Se a demanda só fez aumentar em diferentes níveis, a disponibilidade de recursos seguiu caminho inverso. Considerando a expectativa de queda do Produto Interno Bruto (PIB), os repasses aos municípios, por parte do governo federal, vão desabar no próximo ano. Equilibrar as contas públicas é tarefa de casa obrigatória dos novos prefeitos, que têm o dever constitucional de garantir 15% dos gastos totais do municípios para a área de saúde.
Em busca do tempo perdido
Apesar da saúde ser a área diretamente associada à pandemia do novo coronavírus, é na educação que os impactos da covid-19 se fazem mais prolongados. Ainda sem data prevista de retomada das aulas presenciais no ensino fundamental e na educação infantil da rede pública municipal, os novos gestores terão pela frente a dura missão de recuperar o tempo perdido e garantir o aprendizado de estudantes que passaram praticamente o ano inteiro fisicamente longe da escola.

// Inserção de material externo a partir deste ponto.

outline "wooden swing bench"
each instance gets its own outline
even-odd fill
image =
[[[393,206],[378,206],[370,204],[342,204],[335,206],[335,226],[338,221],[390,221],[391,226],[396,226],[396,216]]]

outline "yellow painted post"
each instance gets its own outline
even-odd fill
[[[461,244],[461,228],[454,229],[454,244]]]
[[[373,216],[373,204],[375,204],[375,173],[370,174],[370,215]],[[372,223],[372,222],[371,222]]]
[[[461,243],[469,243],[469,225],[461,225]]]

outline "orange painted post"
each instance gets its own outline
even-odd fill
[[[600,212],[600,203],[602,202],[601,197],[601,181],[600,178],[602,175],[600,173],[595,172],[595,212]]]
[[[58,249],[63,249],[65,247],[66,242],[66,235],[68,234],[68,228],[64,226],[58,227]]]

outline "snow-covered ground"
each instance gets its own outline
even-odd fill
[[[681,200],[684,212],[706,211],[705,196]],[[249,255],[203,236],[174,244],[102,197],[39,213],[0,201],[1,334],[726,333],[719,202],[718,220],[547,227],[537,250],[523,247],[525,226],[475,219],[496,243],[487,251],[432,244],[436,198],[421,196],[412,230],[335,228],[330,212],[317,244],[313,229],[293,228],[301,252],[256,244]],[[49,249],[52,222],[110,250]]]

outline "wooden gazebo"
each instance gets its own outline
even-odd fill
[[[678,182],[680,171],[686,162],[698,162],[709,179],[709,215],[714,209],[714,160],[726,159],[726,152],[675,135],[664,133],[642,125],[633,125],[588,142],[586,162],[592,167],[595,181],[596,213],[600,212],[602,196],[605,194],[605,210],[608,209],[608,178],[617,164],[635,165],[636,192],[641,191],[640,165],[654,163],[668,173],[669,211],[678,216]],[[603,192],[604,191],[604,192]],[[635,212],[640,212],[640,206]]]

A suspensão das aulas por tanto tempo, mesmo com a oferta do ensino remoto, vai ter repercussão negativa no aprendizado. É alto o risco de aumento dos índices de evasão e abandono escolar. Trazer de volta os alunos e, sobretudo, mantê-los na sala de aula, vai exigir do novo prefeito um planejamento que contemple, ao mesmo tempo, a retomada de um ano letivo totalmente fragilizado e a adequação do calendário de 2021.
Aos novos desafios trazidos pela pandemia se somam velhos problemas. A insuficiente oferta de vagas em creches públicas e os gargalos no processo de alfabetização estão no topo das prioridades. Não à toa a promessa de ampliação de creches, seja na rede própria ou em parceria com a iniciativa privada, está presente no programa dos principais candidatos à disputa no Recife.

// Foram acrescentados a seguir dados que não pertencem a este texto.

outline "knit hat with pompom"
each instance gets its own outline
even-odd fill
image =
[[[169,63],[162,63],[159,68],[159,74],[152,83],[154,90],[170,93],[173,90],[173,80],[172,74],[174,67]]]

Como não poderia ser diferente, o entrave maior é enfrentar todas essas dificuldades com um orçamento ainda mais reduzido. A projeção é de que as redes estaduais e municipais percam entre R$ 13 bilhões e R$ 40 bilhões em tributos vinculados à Manutenção e Desenvolvimento do Ensino (MDE) este ano, a depender do tamanho da crise econômica. Justamente por se tratar de educação, a urgência das ações é ainda maior. Não diz respeito apenas ao presente. É do futuro das próximas gerações que estamos tratando.